Par ailleurs, la campagne d’attaque Wannacry de 2017 a montré que la combinaison d’un rançongiciel et d’un moyen de propagation automatique pouvait occasionner d’immenses dégâts économiques. S’appuyant sur un code sophistiqué mais exploitant une vulnérabilité logicielle connue faisant déjà l’objet d’une mise à jour de sécurité, l’impact de Wannacry aurait pu être fortement limité par une meilleure politique de mise à jour logicielle des entreprises dans le monde.
Les groupes d’attaquants opérant ces rançongiciels s’appuient sur un important écosystème cybercriminel générant deux milliards de dollars de bénéfices annuels. Il permet aux attaquants de sous-traiter une grande partie des actions pour mener à bien leurs opérations d’extorsion et d’y acheter les ressources nécessaires (données personnelles, accès légitimes compromis, codes malveillants).
Si les montants des rançons peuvent varier fortement en fonction des rançongiciels employés et des victimes impactées, les bénéfices générés sont estimés entre quelques millions et plus d’une centaine de millions de dollars par groupe d’attaquants. Le coût de mise en œuvre de ces opérations est plus difficile à estimer, mais ne s’élève pas à plus de quelques dizaines, voire centaines de milliers de dollars sur l’ensemble de la période d’activité malveillantes.

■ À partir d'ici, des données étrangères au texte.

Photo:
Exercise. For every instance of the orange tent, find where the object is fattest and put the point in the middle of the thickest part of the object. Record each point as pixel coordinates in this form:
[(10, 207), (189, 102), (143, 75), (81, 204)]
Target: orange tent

Les rançongiciels représentant un risque non négligeable de rupture d’activité, de nombreuses assurances proposent de le couvrir. Cette couverture consiste souvent en ce que l’assureur paye tout ou partie de la rançon. Des sociétés se sont développées autour de ce paiement des rançons en proposant des services de négociation avec les attaquants. Aujourd’hui, les assurances incitent les victimes à payer la rançon qui s’avère souvent moins élevée que le coût d’un rétablissement de l’activité sans le recours à la clé de déchiffrement. Pour autant cette couverture n’empêche pas les victimes d’être attaquées de nouveau. Cette incitation à payer valide le modèle économique des cybercriminels et les amène déjà à augmenter les rançons et à multiplier leurs attaques.
Les attaques contre Altran et NorskHydro montrent le danger d’un impact systémique des rançongiciels sur un secteur d’activité qui, en ciblant des entreprises sous-traitantes ou clés du secteur, pourraient amener un jour à le déstabiliser. Les attaques contre le laboratoire forensique Eurofins et certains départements de police américains montrent également que les cybercriminels peuvent entraver des investigations judiciaires. Si l’objectif restait lucratif, il est tout à fait envisageable que des groupes cybercriminels (ou le crime organisé en général) s’appuient un jour sur ce moyen pour faire pression sur la justice.